Be that as it may, in the third essay Austin says that the dialectical exercise in the second part of the Parmenides is not successful in the sense that it does not show how it is possible for self-subsistent Forms to interrelate. But Plato did not intend to be successful in this sense, according to Austin. He maintains that "the negative 'hypotheses' (1, 4, 6, 8) will be descriptions of the One or the Others as keeping too closely to themselves, of not blending enough or having sufficient commerce, while the positive 'hypotheses' will depict too much blending" (66). That is why the dialogue ends in the paradoxical way it does. But this exercise, says Austin, is redeemed by the Sophist, which establishes a middle ground by showing the precise ways the Forms are and are/or are not related. One might ask how this is possible, given that the hypotheses in the Parmenides are supposed to constitute a logically complete analysis of Form. More interestingly, Austin also suggests that the dialectic in the Parmenides cannot be conclusive, because the "solution" to the problem set in the first part of the Parmenides cannot be on the same level as the dialectic itself. The exercise of the dialectic ideally leads the inquiring mind to a vision ofthe Good, and perhaps it is in this vision that the problem of the plurality of self-subsistent entities is solved. Similarly, in leading beyond the dialectical, Parmenides' fragment 8 is meant to actualize the unity of thought and Being articulated in fragment 3: "to follow the road [of Parmenides] is to realize one's own identity with the reality that rests at its end" (46). Austin suggests that one of the enduring legacies of Parmenides is the marriage of logic and mysticism found in such figures as Plato, Leibniz, Hegel, and Wittgenstein's Tractatus. As with the latter, the logic and dialectic of Parmenides and Plato is a ladder which can be discarded when it has served its purpose.
Somewhat in conflict with the above idea and the notion that Parmenides' method can be applied to other ontologies without distortion, Austin claims that the history of Western Philosophy involves a long descent from Parmenides' One Being to the plurality of Plato and Aristotle, to the Trinitarian theology of Father, Son, and Holy Spirit, to Hegel as the philosopher "of the identity of identity and difference" (80), to the philosophy of mere difference, of the unmediated Other. The latter is prefigured by the movement down Plato's divided line to mere imitation, and by his fourth hypothesis in the Parmenides, which depicts the chaos of the Others relating only to Others. Austin thus offers us a grand narrative of a descent from a primal unity to difference. Like many grand narratives, this one can be quite compelling. But the devil is in the details, and Austin does not provide enough detail to evaluate this narrative. Austin, moreover, does not provide a reason for why this historical descent occurs.

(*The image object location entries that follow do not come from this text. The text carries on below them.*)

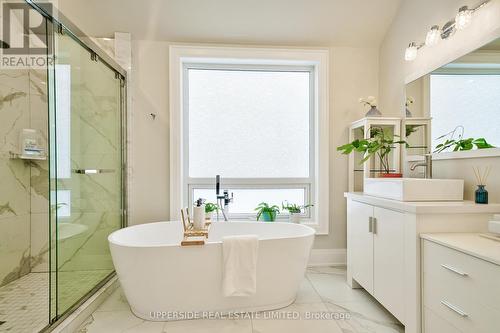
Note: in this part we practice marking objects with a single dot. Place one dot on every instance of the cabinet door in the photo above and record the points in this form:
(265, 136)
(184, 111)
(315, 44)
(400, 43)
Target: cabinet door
(361, 243)
(388, 262)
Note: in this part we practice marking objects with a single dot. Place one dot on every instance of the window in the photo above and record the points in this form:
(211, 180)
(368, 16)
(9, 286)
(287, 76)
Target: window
(258, 117)
(455, 100)
(253, 126)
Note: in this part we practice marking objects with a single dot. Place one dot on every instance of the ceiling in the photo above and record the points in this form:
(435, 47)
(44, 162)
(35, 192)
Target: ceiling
(279, 22)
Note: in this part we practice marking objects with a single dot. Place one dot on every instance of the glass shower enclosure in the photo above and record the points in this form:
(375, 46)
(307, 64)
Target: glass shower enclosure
(58, 206)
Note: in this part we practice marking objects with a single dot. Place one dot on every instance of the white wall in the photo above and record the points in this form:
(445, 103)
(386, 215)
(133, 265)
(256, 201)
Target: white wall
(412, 21)
(354, 73)
(150, 164)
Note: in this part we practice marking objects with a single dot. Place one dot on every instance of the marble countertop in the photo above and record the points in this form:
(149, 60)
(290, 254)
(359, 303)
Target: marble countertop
(426, 207)
(469, 243)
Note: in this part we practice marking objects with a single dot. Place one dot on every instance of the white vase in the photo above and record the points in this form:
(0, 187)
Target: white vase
(294, 217)
(199, 217)
(208, 216)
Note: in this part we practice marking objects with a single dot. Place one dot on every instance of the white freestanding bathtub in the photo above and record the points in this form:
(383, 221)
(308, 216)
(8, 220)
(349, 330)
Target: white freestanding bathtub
(164, 281)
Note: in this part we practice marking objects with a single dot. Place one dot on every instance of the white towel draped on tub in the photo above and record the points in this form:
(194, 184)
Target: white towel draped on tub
(239, 265)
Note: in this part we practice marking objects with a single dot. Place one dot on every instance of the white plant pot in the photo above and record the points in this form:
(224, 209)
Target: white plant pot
(294, 218)
(199, 217)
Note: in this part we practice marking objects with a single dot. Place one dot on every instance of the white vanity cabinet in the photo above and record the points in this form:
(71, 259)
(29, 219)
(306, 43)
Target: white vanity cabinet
(460, 276)
(383, 247)
(377, 256)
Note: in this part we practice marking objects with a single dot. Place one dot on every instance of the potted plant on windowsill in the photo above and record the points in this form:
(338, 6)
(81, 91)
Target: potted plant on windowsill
(459, 143)
(379, 144)
(295, 211)
(266, 212)
(210, 208)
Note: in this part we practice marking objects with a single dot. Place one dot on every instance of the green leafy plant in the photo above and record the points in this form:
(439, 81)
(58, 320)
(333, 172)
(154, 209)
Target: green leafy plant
(460, 143)
(379, 144)
(268, 213)
(211, 207)
(294, 208)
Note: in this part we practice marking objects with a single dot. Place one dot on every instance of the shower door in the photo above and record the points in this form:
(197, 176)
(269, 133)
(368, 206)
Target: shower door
(87, 163)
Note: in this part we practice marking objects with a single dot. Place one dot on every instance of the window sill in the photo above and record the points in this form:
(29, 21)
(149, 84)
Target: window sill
(477, 153)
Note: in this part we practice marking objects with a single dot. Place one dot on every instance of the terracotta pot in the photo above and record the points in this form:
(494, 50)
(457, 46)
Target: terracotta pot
(390, 175)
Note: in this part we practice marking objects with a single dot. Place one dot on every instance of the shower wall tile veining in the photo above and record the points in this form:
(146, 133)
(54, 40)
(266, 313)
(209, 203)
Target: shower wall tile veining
(57, 210)
(24, 185)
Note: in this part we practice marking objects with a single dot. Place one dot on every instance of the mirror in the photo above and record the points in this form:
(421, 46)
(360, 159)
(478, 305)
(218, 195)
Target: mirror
(462, 99)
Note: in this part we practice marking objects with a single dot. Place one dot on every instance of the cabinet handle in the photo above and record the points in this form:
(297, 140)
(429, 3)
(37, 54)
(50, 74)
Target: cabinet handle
(454, 270)
(454, 308)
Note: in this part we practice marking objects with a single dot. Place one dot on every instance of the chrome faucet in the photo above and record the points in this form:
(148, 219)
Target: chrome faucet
(427, 164)
(223, 200)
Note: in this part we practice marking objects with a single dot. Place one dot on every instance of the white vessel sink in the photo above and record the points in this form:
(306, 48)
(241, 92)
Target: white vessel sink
(415, 189)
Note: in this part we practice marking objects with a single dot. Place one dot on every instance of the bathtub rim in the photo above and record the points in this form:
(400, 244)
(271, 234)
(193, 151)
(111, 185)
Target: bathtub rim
(308, 231)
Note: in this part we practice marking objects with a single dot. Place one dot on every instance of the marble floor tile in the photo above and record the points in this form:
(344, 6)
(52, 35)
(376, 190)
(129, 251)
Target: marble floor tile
(116, 302)
(334, 288)
(325, 303)
(119, 322)
(24, 304)
(209, 326)
(299, 323)
(307, 294)
(365, 318)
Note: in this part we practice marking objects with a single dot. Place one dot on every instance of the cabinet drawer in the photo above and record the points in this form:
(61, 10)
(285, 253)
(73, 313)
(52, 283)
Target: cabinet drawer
(435, 324)
(474, 280)
(452, 304)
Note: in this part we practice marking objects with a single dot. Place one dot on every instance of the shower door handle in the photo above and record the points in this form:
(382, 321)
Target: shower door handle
(92, 171)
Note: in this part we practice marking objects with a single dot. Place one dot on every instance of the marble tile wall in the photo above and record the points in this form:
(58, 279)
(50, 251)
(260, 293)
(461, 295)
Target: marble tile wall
(23, 184)
(14, 177)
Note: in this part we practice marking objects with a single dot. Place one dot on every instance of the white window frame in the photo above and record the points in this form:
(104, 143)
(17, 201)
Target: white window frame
(315, 60)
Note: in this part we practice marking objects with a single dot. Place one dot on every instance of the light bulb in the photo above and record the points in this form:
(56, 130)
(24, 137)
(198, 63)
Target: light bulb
(411, 52)
(463, 18)
(433, 36)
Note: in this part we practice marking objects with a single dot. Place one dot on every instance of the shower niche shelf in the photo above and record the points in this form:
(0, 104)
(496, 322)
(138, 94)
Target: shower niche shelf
(18, 156)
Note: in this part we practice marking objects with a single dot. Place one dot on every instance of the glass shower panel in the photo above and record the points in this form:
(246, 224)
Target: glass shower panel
(88, 191)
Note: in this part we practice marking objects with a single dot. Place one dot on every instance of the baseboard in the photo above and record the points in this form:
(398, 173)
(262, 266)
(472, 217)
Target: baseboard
(328, 257)
(75, 319)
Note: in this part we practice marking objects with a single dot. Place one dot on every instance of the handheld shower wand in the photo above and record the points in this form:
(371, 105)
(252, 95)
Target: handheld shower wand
(222, 200)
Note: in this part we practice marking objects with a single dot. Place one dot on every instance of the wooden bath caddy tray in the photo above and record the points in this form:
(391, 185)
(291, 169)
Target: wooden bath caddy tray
(193, 236)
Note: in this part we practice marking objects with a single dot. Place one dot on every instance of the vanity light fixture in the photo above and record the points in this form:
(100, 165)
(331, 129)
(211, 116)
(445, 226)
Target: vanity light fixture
(411, 51)
(461, 21)
(463, 18)
(433, 36)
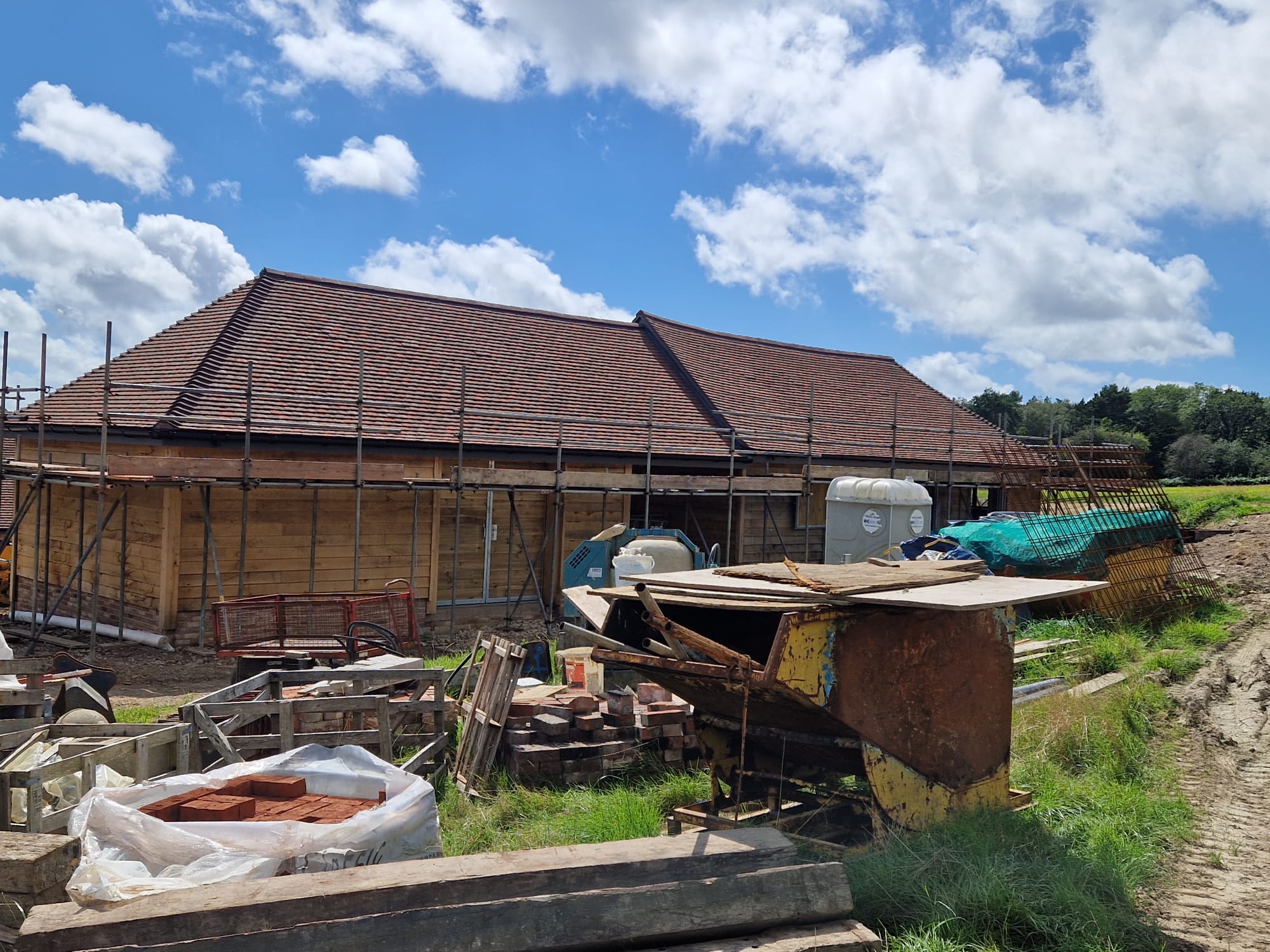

It can be seen that Austin takes on a number of important topics and makes many interesting suggestions in this short work. The style is often cryptic and allusive; one wishes that he had written a longer book giving more detailed explanations and argumentation. His claims might at times seem audacious and his suggestions sweeping; nevertheless, they are not ill-considered. One need not go along with all ofthem in order to appreciate the depth of thought in this book.